When I raised my concerns, they were duly fobbed off (just as they have been fobbed off by all elected representatives for the area – two local, one state and two federal), with a siloed tone of ‘thanks for your email but we really do know best and we’ll deal with all those planning issues in a decade’. Hmm, thanks so much for taking citizenship, futuring and integrated and sustainable planning for the locality seriously at a time when we hear so much about urban policy, regional planning and population growth!! In part, we just don’t want to see a repeat of what’s happened to the community in Lutwyche and Kedron; we want transition to be adaptive, opportunitistic, aspirational and responsive.

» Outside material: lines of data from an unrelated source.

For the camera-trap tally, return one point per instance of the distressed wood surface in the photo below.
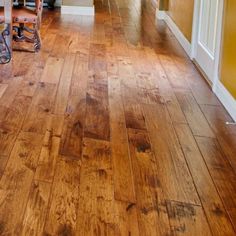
(110, 130)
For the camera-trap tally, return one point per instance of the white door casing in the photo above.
(206, 38)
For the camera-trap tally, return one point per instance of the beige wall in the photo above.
(86, 3)
(228, 70)
(181, 11)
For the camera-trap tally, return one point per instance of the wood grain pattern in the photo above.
(62, 218)
(16, 181)
(111, 130)
(205, 186)
(169, 156)
(123, 181)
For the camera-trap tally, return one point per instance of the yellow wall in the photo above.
(228, 70)
(85, 3)
(181, 11)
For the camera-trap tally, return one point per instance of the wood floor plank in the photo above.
(175, 76)
(3, 88)
(123, 181)
(211, 201)
(97, 111)
(168, 95)
(11, 123)
(217, 117)
(222, 173)
(16, 181)
(36, 209)
(62, 215)
(48, 158)
(64, 85)
(96, 213)
(11, 91)
(187, 219)
(170, 158)
(52, 70)
(73, 130)
(194, 115)
(40, 108)
(126, 218)
(97, 57)
(111, 130)
(152, 214)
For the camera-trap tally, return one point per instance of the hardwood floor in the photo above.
(110, 130)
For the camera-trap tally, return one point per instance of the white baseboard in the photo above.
(58, 3)
(226, 98)
(161, 15)
(78, 10)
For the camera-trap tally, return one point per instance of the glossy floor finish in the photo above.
(110, 130)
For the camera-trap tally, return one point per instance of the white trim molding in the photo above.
(162, 15)
(226, 98)
(78, 10)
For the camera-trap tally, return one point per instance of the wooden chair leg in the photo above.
(37, 40)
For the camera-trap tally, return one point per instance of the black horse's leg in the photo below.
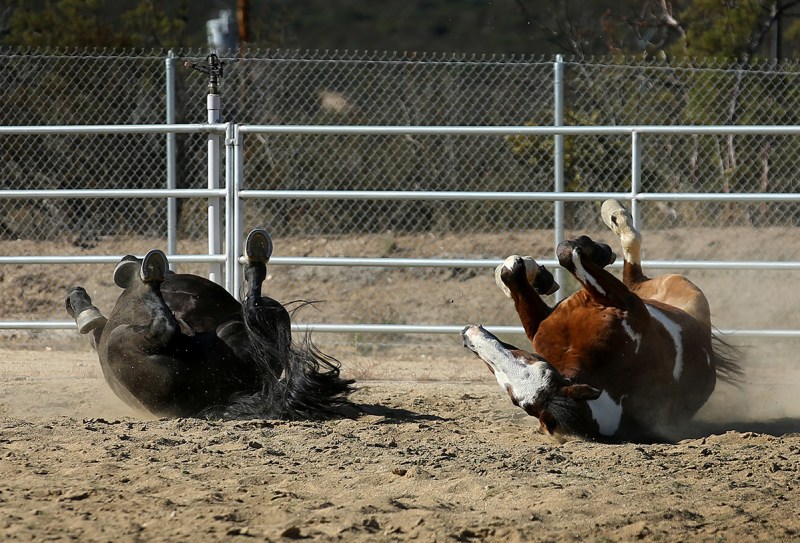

I woke this morning to stumble into a twitter feed and webcast of a James Howard Kunstler presentation at a conference in Boulder, USA. (I can’t wait until we have high speed broadband!) Kunstler’s words can be like a stinging slap in the face sometimes. He made a few important points about resource scarcity and cheap energy, asserting that globalisation is a transient set of economic conditions and relations, that economies will be internally focused again, that America will have great cities on a smaller scale, that rivers and lakes will be important again, that skyscrapers are obsolete. Some of that is up for debate, but in the end he points to a wholesale change, rather than tinkering with propositions that were flawed from the outset. With some pointed jabbing at designers, architects and decision makers, he said that when you have enough spaces people don’t care about, you’ll end up with a culture that doesn’t carry civilisation forward. He ended with ‘Give us hope, give us solutions. Greet the signals that reality is sending us (ie climate, energy). Respond intelligently and build confidence. Inspire the young to carry on … Now is not a time for cry babies.’ While he was speaking of the difficulties facing America, it is equally valid for us in Australia, even in Aspley. If we can’t read the signs locally to get the approach to planning and the weighing of opportunities right at the scale of a suburb like Aspley, then how can we expect to do it at city and regional scale?